One of the crucial building blocks to better health is to balance the amount the fats--omega-6 vs. omega-3--in your daily diet. People consume way too much omega-6 fats and not nearly enough omega-3 to be healthy. The ideal ratio of omega-6 to omega-3 fats should be 1:1. Today, our ratio of omega-6 to omega-3 averages from 20:1 to 50:1!

Recently, a group of neuroscientists found another reason for you to consider ramping up your omega-3 fats: A diet high in the omega-3 fatty acid docosahexaenoic acid (DHA) helps protect the brain against the memory loss and cell damage caused by Alzheimer's disease. This new research suggests that a DHA-rich diet may lower one's risk of Alzheimer's disease and may help slow progression of the disorder in its later stages. It also proves, one scientist said, our diets affect how our brain cells communicate with each other under the duress of Alzheimer's disease.
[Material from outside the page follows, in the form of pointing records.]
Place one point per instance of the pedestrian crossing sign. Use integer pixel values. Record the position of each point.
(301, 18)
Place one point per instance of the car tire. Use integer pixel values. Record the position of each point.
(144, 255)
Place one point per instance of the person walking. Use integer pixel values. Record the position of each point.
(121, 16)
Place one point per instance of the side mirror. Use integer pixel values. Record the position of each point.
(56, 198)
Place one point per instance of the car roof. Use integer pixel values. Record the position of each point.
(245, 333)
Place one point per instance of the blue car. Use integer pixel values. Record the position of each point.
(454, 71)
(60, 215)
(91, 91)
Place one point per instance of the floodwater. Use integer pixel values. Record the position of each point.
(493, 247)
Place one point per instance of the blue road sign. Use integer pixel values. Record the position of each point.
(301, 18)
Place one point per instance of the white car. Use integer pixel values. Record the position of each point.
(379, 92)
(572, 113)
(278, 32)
Researchers focused on Alzheimer's damage to synapses, the chemical connections between brain cells that enable memory and learning. By using mice bred with genetic mutations that cause the brain lesions linked to advanced Alzheimer's disease, the UCLA researchers created a mouse model to test environmental risk factors for the disorder. When the mice developed the lesions, but showed minimal memory loss or synaptic brain damage, however, the scientists took a closer look at the animals' diet and found they were eating omega-3 laden foods.
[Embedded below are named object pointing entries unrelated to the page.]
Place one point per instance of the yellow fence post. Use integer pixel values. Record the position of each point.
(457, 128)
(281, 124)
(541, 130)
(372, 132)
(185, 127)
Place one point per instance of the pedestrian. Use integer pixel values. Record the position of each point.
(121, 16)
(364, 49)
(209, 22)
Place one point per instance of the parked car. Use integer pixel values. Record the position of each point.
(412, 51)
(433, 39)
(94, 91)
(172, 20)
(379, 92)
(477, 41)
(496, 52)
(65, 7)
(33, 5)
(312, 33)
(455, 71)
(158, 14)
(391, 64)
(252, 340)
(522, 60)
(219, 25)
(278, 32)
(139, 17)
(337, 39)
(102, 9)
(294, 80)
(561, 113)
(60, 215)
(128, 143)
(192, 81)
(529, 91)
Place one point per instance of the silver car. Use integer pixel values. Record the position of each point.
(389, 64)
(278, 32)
Then the research team swapped safflower oil for the soy and fish to create an unhealthful diet depleted of omega-3 fatty acids. They divided the animals into two sets of older mice, which already showed brain lesions but displayed no major loss of brain-cell activity. The researchers placed both groups on the new diet, but fed the second group DHA supplements from algae.

After five months, researchers found high amounts of synaptic damage in the brains of the Alzheimer's-diseased mice that ate the DHA-depleted diet, which closely resembled those we see in the brains of people with Alzheimer's disease.